Community
Conversation
Presented in partnership with BeyondThis.org
The Relationship Didn’t End. It Transformed.
This conversation is designed for couples who are past the acute crisis and living in the long middle — people who are ready to talk about the relationship, not just the diagnosis. It won't be a lecture. It will be a facilitated conversation built around three movements:
• Who we each became — naming the identity shift for both the survivor and the partner, without pathologizing it
• The gap nobody talks about — the relational distance that grows quietly when both people are surviving, not connecting
• What "reclaiming" actually looks like — practical, honest, and grounded in lived experience, not theory
Brandon and Lindsey will share pieces of their own story as a bridge into the conversation — as an invitation for the room to go there, too. Participants can expect to leave with language for things they may have been feeling but couldn't name, and a clear sense of what structured support for the relationship can look like.
Who
Survivors and their partners.
When and Where
Connect via Zoom
Thursday, June 4th from 4-6pm PST
About the Facilitators
Brandon Taylor is a stroke survivor, founder of Beyond This, and a former dating and relationship coach with a decade of professional experience. In 2017, at age 35, Brandon experienced an ischemic stroke resulting in 11 infarcts affecting his brainstem, frontal lobe, and both hemispheres. He co-facilitates peer support programming for stroke, TBI, and acquired disability populations and brings a survivor's perspective — and a coach's instincts — to every room he walks into.

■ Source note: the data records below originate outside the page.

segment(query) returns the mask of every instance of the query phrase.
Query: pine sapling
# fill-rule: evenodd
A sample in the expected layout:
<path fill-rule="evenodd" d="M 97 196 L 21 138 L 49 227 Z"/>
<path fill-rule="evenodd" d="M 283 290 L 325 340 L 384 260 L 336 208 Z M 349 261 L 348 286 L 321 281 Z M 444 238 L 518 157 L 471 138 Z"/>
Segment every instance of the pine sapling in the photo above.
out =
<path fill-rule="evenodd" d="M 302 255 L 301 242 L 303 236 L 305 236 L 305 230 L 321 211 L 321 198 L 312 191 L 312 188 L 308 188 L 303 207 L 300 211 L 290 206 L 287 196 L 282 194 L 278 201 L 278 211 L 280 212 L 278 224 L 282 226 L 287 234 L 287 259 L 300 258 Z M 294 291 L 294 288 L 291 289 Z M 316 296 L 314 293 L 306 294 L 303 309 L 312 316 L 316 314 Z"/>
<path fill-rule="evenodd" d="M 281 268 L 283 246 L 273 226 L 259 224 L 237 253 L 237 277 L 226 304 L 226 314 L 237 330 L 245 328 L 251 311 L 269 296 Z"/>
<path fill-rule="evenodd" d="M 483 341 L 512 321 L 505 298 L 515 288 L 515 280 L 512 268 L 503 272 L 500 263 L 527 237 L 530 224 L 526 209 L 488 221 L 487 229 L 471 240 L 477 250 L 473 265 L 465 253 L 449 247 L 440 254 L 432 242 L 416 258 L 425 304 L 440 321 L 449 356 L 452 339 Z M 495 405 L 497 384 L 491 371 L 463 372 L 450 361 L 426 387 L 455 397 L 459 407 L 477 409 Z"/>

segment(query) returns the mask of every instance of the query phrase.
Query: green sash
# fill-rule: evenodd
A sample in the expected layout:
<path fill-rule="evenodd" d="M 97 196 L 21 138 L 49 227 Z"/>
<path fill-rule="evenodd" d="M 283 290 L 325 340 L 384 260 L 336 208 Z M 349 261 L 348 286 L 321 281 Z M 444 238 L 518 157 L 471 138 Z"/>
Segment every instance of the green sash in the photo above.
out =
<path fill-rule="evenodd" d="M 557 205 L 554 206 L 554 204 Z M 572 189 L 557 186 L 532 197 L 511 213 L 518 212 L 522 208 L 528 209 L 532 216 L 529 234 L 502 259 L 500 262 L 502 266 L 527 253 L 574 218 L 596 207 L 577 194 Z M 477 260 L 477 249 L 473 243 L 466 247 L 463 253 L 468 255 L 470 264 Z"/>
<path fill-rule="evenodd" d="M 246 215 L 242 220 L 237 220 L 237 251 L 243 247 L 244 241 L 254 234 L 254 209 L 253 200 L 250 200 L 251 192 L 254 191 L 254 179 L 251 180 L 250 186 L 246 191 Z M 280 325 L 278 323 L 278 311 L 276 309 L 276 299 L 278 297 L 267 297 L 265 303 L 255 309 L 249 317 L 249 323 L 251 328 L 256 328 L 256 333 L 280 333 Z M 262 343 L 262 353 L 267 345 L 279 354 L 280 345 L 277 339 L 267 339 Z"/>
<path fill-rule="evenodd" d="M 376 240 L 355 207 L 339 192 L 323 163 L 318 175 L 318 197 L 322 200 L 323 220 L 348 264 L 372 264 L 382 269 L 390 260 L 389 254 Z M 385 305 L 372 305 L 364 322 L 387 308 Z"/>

Lindsey Taylor is Brandon's wife, carepartner, and co-founder of Beyond This, where she leads program design and operations. She brings the organizational infrastructure and the particular perspective of someone who has navigated the shift from partner to carepartner firsthand.
Together, they built Beyond This because they needed it and it didn't exist — grounded in the belief that the relationship is its own unit of care, and that most couples navigating life after disability never get support designed for both of them at once.